I have spent hours googling and I am driving myself abit mad with it. It’s 3am in the morning
So I have found a very large guinea pig cage with a stand to keep it off the floor (I assume this would be warmer?) my bedroom is not the warmest of places, I would however put heating mats under it with temp control and thermostat (in the Amazon basket with the rest of the options). Do we think if I put some nice thick blankets around the cage sides and top, as well as inside this would trap some heat in?. I have also discovered that you can create a diy cage out of a large tub, I was thinking this may keep more heat in as it has no gaps in the walls (however this wouldn’t go on a cage stand obviously).
My room is very hot in the summer (the joys of the attic room), so I was thinking MAYBE my hoglet could have the plastic tub during the winter months to keep him warmer, and a cage in the summer months (honestly it’s hotter than **** in there, for the most part he won’t need heating in summer). I have scared myself into not getting a heat emitter nor putting a pet heating mat inside with him (if you guys do this please reassure me lol). The bottom of his cage/ tub would be all blanket so nice and snug, I have found a house that looks like a giraffe. I’m aware that ceramic bowls are better for them, and they need a big old wheel. I did find a double tier cage but since I have learned they cannot see very well and may injure themselves this is a no go!.
Any advise is absolutely welcome I’ve never had one before, I’ve had guineapigs, hamsters, got two dogs, cats. It’s very exciting


----------



## Emc (Nov 18, 2018)

Heat mats are not appropriate for hedgehogs (or really any animal for that matter - cold blooded included). Heat naturally comes from above, not below. So you will need a ceramic heat emitter; likely two (at either end of the enclosure) if your room is so cold - and most likely 150W also if you’re in the Uk, of course both controlled by thermostats. If it’s any reassurance, ceramic heat emitters are so much safer that heat mats once used properly (you don’t put a 150W bulb into a fitting only rated for 50W, keep it away from curtains or other fabric from touching the bulb, etc).

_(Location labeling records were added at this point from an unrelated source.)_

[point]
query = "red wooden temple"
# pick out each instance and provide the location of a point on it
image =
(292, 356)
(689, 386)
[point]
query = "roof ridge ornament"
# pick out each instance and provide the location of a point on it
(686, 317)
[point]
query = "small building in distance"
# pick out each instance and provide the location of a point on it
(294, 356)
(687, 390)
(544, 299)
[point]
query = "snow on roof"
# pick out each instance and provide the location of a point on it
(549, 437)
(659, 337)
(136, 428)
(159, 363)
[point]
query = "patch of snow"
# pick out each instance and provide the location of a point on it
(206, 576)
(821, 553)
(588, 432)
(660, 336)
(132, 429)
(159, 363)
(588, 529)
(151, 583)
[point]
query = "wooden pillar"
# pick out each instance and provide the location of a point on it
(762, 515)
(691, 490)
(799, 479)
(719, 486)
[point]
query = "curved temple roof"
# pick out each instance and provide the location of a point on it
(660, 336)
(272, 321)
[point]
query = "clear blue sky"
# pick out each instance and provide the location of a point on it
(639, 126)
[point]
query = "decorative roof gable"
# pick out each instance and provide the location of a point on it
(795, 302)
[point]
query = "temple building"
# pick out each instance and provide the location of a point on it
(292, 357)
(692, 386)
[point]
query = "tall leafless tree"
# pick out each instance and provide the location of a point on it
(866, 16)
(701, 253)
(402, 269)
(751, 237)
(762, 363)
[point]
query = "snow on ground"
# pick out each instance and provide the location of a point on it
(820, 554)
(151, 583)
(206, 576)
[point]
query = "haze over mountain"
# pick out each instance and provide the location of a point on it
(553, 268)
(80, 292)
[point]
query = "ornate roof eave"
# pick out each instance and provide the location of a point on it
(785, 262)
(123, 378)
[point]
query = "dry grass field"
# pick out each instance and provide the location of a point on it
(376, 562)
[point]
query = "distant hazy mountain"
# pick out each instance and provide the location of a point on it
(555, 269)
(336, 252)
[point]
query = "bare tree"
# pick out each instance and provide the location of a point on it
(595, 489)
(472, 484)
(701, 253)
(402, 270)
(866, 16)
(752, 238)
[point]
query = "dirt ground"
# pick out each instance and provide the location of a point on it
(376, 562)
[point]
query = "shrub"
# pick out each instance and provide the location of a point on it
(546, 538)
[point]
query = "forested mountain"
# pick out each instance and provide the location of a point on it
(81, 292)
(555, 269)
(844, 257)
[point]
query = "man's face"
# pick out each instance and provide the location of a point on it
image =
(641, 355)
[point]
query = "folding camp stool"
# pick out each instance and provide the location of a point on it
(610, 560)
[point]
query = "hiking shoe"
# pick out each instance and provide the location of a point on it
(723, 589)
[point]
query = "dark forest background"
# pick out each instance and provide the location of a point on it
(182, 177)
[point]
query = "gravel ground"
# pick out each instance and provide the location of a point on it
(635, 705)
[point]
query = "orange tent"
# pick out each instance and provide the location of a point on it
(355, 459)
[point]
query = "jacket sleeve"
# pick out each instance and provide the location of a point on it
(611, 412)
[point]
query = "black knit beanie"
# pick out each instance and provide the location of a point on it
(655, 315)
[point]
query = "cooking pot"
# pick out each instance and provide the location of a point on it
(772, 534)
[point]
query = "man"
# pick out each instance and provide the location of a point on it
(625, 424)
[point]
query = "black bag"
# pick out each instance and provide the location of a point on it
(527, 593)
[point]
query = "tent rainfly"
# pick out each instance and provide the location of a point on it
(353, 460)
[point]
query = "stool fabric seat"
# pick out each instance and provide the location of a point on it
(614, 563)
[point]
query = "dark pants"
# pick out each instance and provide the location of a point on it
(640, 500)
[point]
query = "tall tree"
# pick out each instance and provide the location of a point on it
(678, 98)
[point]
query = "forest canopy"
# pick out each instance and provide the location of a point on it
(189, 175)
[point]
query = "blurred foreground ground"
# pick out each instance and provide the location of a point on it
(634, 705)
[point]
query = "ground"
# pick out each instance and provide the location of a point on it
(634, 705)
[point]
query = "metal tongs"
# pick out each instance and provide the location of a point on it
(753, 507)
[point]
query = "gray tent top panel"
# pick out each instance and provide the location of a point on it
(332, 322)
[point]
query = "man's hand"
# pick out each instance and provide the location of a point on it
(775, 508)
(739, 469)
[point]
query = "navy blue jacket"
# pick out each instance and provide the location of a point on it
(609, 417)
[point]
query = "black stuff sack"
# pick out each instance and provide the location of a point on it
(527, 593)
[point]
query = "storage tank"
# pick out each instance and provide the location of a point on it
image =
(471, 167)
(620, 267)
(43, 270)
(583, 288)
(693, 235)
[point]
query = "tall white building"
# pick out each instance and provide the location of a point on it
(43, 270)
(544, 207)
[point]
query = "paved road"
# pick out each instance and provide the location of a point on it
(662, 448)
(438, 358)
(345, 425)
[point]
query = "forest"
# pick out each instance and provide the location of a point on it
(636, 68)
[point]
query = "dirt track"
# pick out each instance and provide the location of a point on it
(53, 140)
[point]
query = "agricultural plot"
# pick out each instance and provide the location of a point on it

the minimum size for a hedgehog is also 8 square feet (or 4ft x 2ft) but keep in mind that this is bare minimum, so the bigger the better if possible. Bin cages are a fairly dated idea of housing hogs, and I’m honestly not sure there’s one even big enough for them if you follow the more appropriate, up to date minimums (hedgehogs are incredibly active animals!). Your hedgehog needs an appropriately sized living space for the entirety of the year, so I’m not sure if your plan of using a bin for winter is workable if even appropriate.

I think the best option for you is to actually stop looking at wire cages, and to instead look at getting a 4ft x 2ft (minimum!) wooden vivarium. These trap heat super well, and you’d only need one CHE to heat it. For reference: I have a hedgehog and Leopard gecko in an attic room and I live in Ireland - so similar issue to you wirh how cold it can get in the winter. If I turned off the room heater, I would need two 150W CHE bulbs to heat a 2 x 4 C&C cage just to keep it at 23C. Vs, my Leopard gecko is in a 4ft x 2ft wooden viv, and a singular 50W deep heat projector keeps his tank with a hot spot of 35C and a cool end in the low 20s with ease. So, get a wooden viv is my best advice haha.


----------